By placing sensors along roads, tracking Bluetooth and Wi-Fi devices in passing vehicles, the solution is able to accurately detect and record how long it takes a car to drive along a corridor, segment by segment and in total. This provides historic data for traditional timing methods but also enables real-time feedback to changes in signal programs along with the ability to continuously detect traffic levels and travel time to trigger transitions among programs.

Real time traffic control[edit]

Several systems are capable of monitoring the traffic arrivals and adjusting timings based on the detected inputs. Traffic Detectors may range from Metal Detectors to Detectors that use Image Detection. Metal detectors are the most popular in use. Image detection devices exhibit numerous problems including degradation during bad weather and lighting.

Traffic actuated signal systems use detectors to adjust timing for:

  1. Only the main street - semi-actuated system
  2. Both main and cross streets - fully actuated system.

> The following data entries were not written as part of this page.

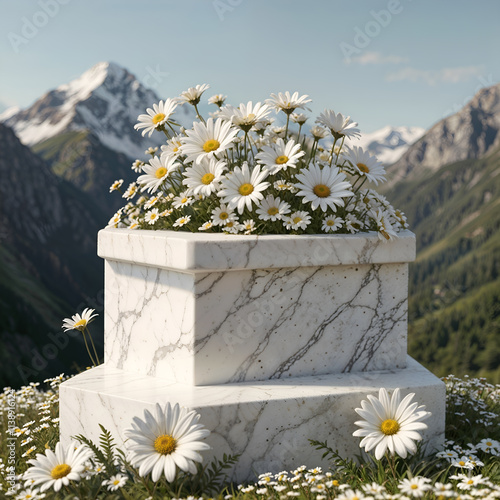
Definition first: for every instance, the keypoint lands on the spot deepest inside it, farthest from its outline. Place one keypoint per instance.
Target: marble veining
(268, 423)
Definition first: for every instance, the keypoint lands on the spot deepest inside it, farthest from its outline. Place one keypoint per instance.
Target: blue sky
(384, 62)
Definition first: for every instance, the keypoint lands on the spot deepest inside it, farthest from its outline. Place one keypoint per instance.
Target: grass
(469, 466)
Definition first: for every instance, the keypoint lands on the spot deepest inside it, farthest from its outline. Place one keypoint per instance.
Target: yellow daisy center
(207, 178)
(60, 471)
(160, 172)
(245, 189)
(281, 160)
(211, 145)
(81, 324)
(165, 444)
(321, 190)
(389, 427)
(158, 118)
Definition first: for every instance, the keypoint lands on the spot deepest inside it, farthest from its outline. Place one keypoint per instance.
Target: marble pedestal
(273, 339)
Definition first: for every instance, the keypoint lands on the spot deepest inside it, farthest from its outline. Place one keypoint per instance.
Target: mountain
(49, 268)
(469, 134)
(388, 144)
(105, 100)
(454, 209)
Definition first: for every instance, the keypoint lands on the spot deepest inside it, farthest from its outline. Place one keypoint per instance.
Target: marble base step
(268, 423)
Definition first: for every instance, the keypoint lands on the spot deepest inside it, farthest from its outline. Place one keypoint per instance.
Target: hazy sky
(384, 62)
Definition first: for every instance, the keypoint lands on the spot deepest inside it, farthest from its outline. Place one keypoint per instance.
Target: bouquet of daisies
(239, 172)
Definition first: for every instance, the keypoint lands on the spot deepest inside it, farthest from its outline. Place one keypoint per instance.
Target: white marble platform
(211, 309)
(268, 423)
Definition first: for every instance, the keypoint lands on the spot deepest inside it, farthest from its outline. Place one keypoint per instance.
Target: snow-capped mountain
(388, 144)
(105, 100)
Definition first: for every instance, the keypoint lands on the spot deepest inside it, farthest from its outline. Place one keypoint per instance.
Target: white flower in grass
(331, 224)
(156, 117)
(416, 486)
(156, 172)
(271, 208)
(323, 187)
(79, 322)
(390, 424)
(365, 164)
(53, 470)
(182, 221)
(204, 178)
(207, 140)
(168, 439)
(281, 156)
(247, 115)
(386, 231)
(298, 220)
(152, 216)
(243, 187)
(192, 95)
(222, 215)
(182, 200)
(288, 103)
(116, 185)
(338, 124)
(115, 482)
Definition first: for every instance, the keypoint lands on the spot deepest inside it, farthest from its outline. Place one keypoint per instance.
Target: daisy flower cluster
(253, 169)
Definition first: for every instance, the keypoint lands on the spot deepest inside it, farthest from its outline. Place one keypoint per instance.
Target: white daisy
(323, 187)
(152, 216)
(204, 178)
(416, 486)
(222, 215)
(166, 440)
(207, 140)
(173, 146)
(182, 221)
(385, 230)
(78, 322)
(116, 185)
(338, 125)
(157, 171)
(243, 187)
(156, 118)
(115, 482)
(299, 118)
(331, 224)
(217, 99)
(247, 115)
(192, 95)
(182, 200)
(281, 156)
(53, 470)
(288, 103)
(365, 164)
(271, 208)
(319, 132)
(390, 424)
(205, 226)
(297, 220)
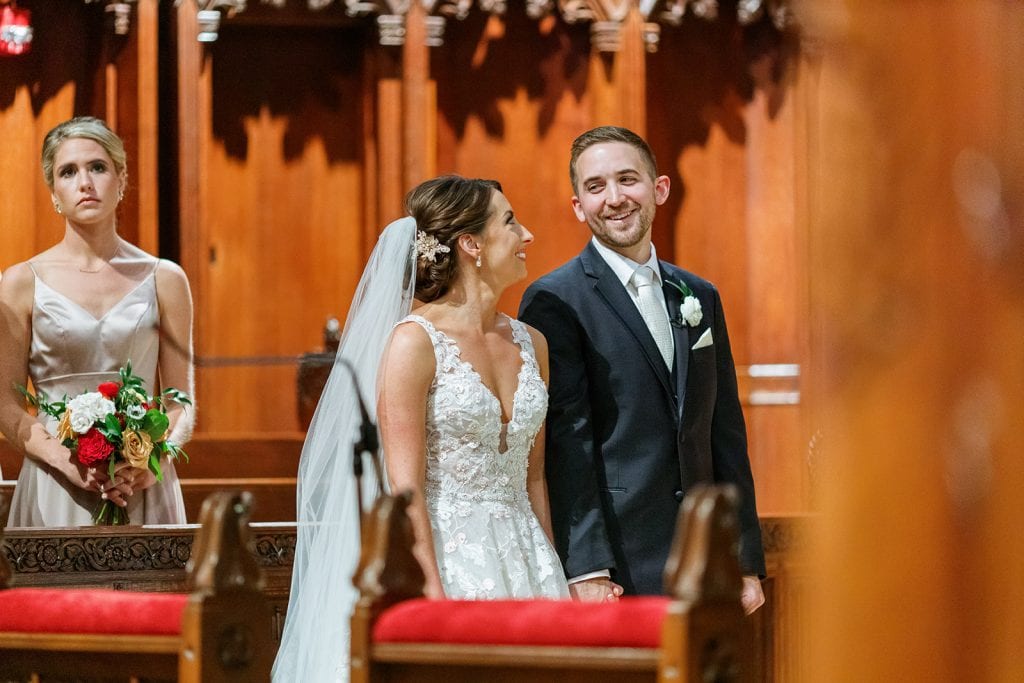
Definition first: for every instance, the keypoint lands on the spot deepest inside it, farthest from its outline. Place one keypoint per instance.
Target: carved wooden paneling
(727, 131)
(279, 231)
(511, 119)
(918, 245)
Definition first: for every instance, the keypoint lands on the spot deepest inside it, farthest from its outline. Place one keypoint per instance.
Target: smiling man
(643, 399)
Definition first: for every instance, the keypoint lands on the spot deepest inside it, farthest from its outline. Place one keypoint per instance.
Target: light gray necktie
(653, 312)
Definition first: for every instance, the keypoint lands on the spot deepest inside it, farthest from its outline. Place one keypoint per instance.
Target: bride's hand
(599, 589)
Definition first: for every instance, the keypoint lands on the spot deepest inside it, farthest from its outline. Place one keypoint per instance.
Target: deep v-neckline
(479, 378)
(88, 312)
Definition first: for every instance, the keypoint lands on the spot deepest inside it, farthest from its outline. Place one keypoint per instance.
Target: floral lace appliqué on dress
(489, 544)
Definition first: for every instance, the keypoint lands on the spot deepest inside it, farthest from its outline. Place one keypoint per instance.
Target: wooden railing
(218, 632)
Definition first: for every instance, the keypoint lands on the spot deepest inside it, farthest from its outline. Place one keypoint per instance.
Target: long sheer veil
(314, 644)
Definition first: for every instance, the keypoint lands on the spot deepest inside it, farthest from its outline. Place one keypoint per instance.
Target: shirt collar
(624, 267)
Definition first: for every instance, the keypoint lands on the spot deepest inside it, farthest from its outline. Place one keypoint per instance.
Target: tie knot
(643, 275)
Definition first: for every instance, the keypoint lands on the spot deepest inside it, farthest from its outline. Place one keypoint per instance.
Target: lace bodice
(486, 538)
(471, 454)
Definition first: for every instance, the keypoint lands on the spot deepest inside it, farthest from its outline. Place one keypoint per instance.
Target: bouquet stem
(110, 514)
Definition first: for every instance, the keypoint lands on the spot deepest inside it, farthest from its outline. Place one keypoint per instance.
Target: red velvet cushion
(630, 623)
(93, 611)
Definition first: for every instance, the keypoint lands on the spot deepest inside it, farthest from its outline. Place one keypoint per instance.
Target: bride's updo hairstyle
(445, 208)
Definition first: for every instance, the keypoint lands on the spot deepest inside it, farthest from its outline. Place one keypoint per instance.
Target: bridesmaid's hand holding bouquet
(115, 426)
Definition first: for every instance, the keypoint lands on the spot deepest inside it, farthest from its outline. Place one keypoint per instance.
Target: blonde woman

The above method is primitive real-time signal optimization at best. This method will optimize one traffic signal at a time. However, in the real world, a motorist's commute involves driving through multiple signals. Thus, multiple traffic signals need to be collectively synchronized in order to be effective. One such system that has gained significant popularity in the United States is InSync.

Criticism[edit]

It has been suggested that the benefits of traffic optimization have never been scientifically justified. It inherently favors motorized traffic over alternate modes such as pedestrians, bicyclists, and transit users and may promote more auto use.[2] It is suggested that an alternate approach could involve traffic calming, and a conceptual focus on the movement of people and goods rather than vehicles.